Schools are not normal. Under ancestral conditions, children engaged in free play in mixed-age groups and did not participate in formal educational systems. Modern educational systems are mismatched with who we are.
The Victorians created schools to produce people to run their empire. Educator Sugata Mitra said these people must be so identical that you could pick one up from New Zealand and ship them to Canada and they would be instantly functional. The system was so robust it is still with us today, continuously producing identical people for a machine that no longer exists.
Let's be honest about the other reasons we have school: to give children a safe space to spend their day, to allow their parents to become contributing units of our capitalist society, to grind down children so they will put up with doing things they don't want to do, to impart knowledge in a regimented and systematic way. "Schools prepare us to have good skills for getting a high-paying job," one optimistic young person volunteered, bless his cotton socks.
Except. Ahem.
Many parents can be productive without having to attend a dedicated workplace from 9-5. Schools are often far from "safe", and the ways of instilling discipline leave many children traumatised and angry. Or compliant and depressed. As education Professor John Morgan points out, many trendy educators these days are "hot for data" rather than hot for knowledge, like Shakespeare or those unfashionable things called facts. Oh, and those high-paying jobs your children were supposedly preparing for? Good luck with that.
Even if they make it to university, students there "are much more overwhelmed, much more stressed, much more anxious, and much more depressed than they've ever been. " That comes from Professor Laurie Santos, who teaches the most popular course at Yale University: a course not about professional success, but about how to be happy. She says: "I think we really have a crisis writ large at colleges in how students are doing in terms of self-care and mental health. Sadly, I don't think it's just in colleges."
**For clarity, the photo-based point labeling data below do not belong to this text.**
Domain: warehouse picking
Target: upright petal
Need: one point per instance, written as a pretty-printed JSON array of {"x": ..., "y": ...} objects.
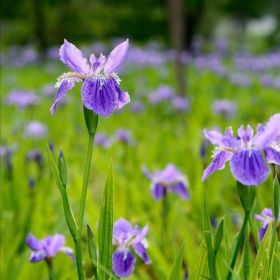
[
  {"x": 141, "y": 251},
  {"x": 181, "y": 189},
  {"x": 65, "y": 86},
  {"x": 123, "y": 263},
  {"x": 249, "y": 168},
  {"x": 158, "y": 191},
  {"x": 218, "y": 163},
  {"x": 269, "y": 133},
  {"x": 272, "y": 155},
  {"x": 100, "y": 96},
  {"x": 71, "y": 56},
  {"x": 33, "y": 243},
  {"x": 116, "y": 57}
]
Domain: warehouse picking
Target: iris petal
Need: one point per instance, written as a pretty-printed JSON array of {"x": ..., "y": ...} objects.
[
  {"x": 123, "y": 263},
  {"x": 249, "y": 167},
  {"x": 218, "y": 163}
]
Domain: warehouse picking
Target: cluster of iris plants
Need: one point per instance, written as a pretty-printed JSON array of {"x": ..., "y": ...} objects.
[{"x": 118, "y": 245}]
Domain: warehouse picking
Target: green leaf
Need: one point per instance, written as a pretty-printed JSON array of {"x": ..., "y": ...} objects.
[
  {"x": 105, "y": 228},
  {"x": 92, "y": 250},
  {"x": 219, "y": 236},
  {"x": 91, "y": 120},
  {"x": 66, "y": 206},
  {"x": 62, "y": 168},
  {"x": 247, "y": 196},
  {"x": 176, "y": 270},
  {"x": 260, "y": 268}
]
I admit I'm totally biased. I hated school. I don't think I learnt anything there except a lifelong distrust of people and fear of the brutality of groups. And, of course, I'd concede it is good for children to learn to read and write (although they certainly don't need to do it at age 5). And you don't need to go to school to be educated. In fact, quite the opposite.
So what do we replace schools with? I don't have the answer. But maybe it's time to try something that isn't about compliance and conformity.
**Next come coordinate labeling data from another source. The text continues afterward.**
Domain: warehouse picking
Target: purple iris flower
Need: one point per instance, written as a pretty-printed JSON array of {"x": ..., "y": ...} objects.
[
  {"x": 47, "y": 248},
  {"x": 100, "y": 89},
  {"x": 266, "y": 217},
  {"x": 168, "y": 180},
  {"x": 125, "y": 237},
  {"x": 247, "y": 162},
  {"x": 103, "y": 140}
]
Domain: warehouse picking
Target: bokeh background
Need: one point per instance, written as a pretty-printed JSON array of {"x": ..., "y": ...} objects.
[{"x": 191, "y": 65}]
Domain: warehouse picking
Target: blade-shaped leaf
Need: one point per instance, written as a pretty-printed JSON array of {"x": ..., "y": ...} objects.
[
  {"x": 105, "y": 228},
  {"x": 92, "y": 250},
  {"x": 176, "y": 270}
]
Developmental psychologist Alison Gopnik writes that caring for children is like being a gardener. "Our job as parents is not to make a particular kind of child … it's to provide a protected space of love, safety and stability in which children of many unpredictable kinds can flourish."
In my experience our schools still think they're carpenters – their job is to hammer children into the shape they want.
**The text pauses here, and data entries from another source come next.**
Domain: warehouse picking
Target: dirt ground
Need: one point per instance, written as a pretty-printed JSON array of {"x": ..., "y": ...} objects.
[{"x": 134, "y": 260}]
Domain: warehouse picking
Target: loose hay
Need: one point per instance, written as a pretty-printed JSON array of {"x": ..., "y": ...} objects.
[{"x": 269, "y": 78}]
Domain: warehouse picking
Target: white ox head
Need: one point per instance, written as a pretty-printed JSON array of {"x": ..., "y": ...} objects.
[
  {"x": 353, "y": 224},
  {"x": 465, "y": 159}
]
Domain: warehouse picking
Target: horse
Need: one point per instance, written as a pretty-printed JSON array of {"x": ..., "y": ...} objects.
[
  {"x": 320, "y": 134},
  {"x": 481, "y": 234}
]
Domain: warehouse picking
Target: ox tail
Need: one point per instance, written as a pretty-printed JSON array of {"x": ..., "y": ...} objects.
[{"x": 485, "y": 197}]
I'm a useless gardener, but I am trying to do this differently. I am the parent of two children who go to a very small independent school of about 45 children aged 5-18. There are no uniforms, no classes, no reports, no set lunch breaks, no tests, no sports, no school balls, no prizes.
You have to look hard to see a computer. There are lots of books and art materials and mattresses for making into forts. The kids are bright and delightfully eccentric. Yes, I know I sound smug at having found this amazing place. There should be more schools like this (although seeing how hard it is to keep a school like this afloat in the face of bureaucratic and financial challenges, makes you realise why there aren't more of them).
We can't know beforehand what unprecedented challenges the children of the future will face. But I do believe that shaping them in our own image, or in the image of our current trendy ideals, might actually keep them from adapting for the unknown future; a future, hopefully, without guns and theme parks and cheerleaders. Because maybe the hardest part of learning something new is not embracing new ideas, but letting go of old ones.